Based on these early indications, we will:

(1) Determine the manner by which social influence affects decision making and opinion formation in online social spaces; and

(2) Determine the causal relationship among influences, i.e., the extent to which aggregate opinion affects aggregate rating, and the extent to which ratings affect aggregate opinion.

These determinations will be made via a set of experiments on various social news aggregation and commentary Web sites (hereafter referred to as social news sites) like Slashdot, Digg and Reddit. Based on statistical analysis of the experimental data we will be able to make conclusions regarding the manner by which social influence in online social spaces affects general decision making and opinion formation, and we will use these conclusions to:

(3) Formulate a general model of influence attacks in social media.

The results of these objectives are of critical interest to military intelligence and Military Information Support Operations (MISO, generally known as Psychological Operations (PsyOps)). Conflicts on the modern battlefield are successful not only with tanks and guns, but by winning hearts and minds. This is certainly not a secret; reports from recent conflicts have uncovered politically motivated computer hackers targeting American and Western digital assets. For example, the Syrian Electronic Army (SEA) – a collection of pro-government computer hackers aligned with Syrian President Bashar al-Assad – has successfully, although temporarily, crashed and/or defaced dozens of American Web sites.11 Foreign PsyOps groups are actively manipulating votes and ratings in social media platforms, and may therefore be actively manipulating Western public opinion. Based on these developments we will:

(4) Use the results and models developed from objectives 1–3 to develop deterrence strategies against foreign or malicious influence attacks may have on user behavior.

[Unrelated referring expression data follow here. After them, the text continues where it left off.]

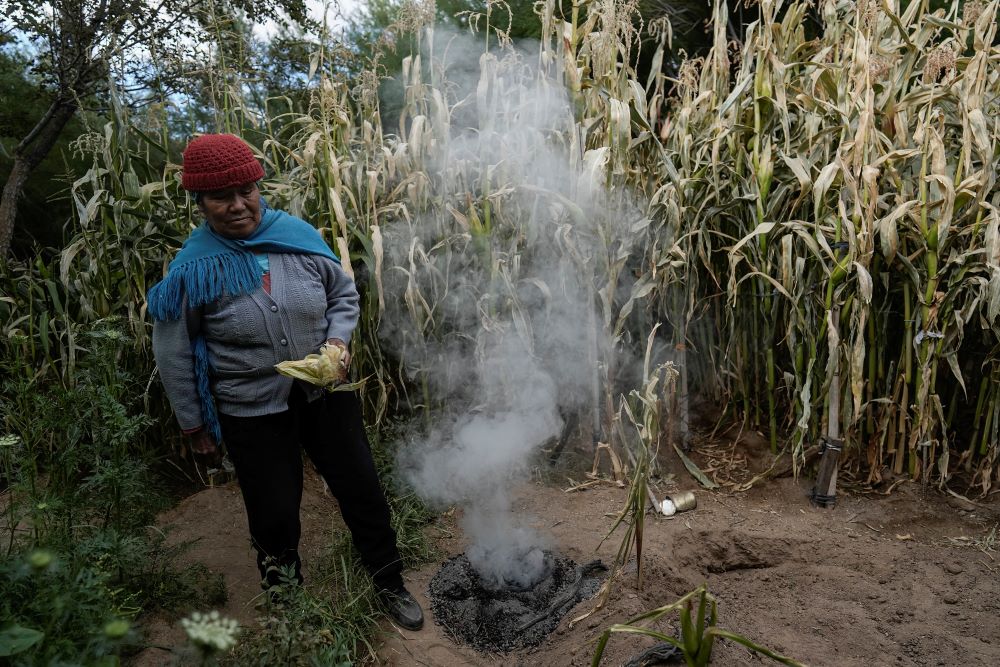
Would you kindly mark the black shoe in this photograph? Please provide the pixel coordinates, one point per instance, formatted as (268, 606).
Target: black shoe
(403, 607)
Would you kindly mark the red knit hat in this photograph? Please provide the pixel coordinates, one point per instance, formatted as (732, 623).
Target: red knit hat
(219, 161)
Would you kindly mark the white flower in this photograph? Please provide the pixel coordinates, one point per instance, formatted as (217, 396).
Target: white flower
(211, 632)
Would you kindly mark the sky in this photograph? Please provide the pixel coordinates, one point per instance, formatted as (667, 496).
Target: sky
(316, 9)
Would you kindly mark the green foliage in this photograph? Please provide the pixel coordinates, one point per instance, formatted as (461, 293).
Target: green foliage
(44, 209)
(698, 630)
(56, 613)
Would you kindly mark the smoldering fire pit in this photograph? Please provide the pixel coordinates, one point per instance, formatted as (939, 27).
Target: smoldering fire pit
(504, 615)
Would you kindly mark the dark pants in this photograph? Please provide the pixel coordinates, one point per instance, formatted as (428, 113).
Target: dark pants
(266, 453)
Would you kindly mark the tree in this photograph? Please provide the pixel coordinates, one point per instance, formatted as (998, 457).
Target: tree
(83, 45)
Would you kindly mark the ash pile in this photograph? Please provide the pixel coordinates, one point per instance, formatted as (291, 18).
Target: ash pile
(518, 609)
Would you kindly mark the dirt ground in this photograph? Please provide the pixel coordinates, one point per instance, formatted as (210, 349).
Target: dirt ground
(908, 578)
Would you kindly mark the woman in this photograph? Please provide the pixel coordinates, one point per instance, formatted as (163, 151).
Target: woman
(252, 287)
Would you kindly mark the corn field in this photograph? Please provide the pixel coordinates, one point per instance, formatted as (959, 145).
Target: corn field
(811, 214)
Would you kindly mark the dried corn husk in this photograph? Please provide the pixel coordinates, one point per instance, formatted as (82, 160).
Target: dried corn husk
(325, 369)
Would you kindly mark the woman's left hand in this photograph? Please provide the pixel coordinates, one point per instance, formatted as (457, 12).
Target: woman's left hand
(345, 359)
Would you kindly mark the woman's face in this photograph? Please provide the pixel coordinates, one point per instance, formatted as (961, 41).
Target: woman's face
(232, 212)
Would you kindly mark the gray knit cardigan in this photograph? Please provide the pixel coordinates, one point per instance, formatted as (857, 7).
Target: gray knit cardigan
(312, 300)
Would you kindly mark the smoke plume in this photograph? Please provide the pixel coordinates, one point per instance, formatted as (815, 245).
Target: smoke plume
(500, 325)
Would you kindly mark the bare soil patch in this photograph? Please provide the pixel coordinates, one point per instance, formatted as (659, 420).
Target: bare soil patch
(903, 579)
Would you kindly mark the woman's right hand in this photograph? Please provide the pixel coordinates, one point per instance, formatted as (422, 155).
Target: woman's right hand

Knowledge Hierarchies and Natural Navigation

Notre Dame Lead PI – Sub to University of Chicago

2017–2019
Source: Templeton Foundation

Open information extraction (OIE) extracts and learns relationships from free text; it is the data gathering process used to create the most widely-used knowledge networks. Extractable facts and relationships will vary greatly within the corpora, but in general we could expect to find support for declarations, assertions, theories and results, e.g., protein x interacts with protein y (describing protein protein interaction), or Facebook group x reacts to Facebook group y (describing information cascades), among countless other possibilities. The result these extractions will be a large set of “triples” describing the objects and the relationship, with links back to the source document, as well as the support (normalized count) of the fact, which is an indication of the triples’ accuracy and/or veracity.

This data would then be made available to the Metaknowledge group and the scientific community at large. The extraction technology is rather straightforward, and there would be very little “research risk” involved, but admittedly the scientific novelty is also low. However, the significance and possible impact could be very large because no one has ever attempted OIE on a large scientific corpus before. The resulting dataset would be seed downstream novel and impactful downstream research and likely be used by many other members of the Metaknowledge network and the wider research community just as dbpedia, freebase and other knowledge networks have seeded many excellent downstream tasks.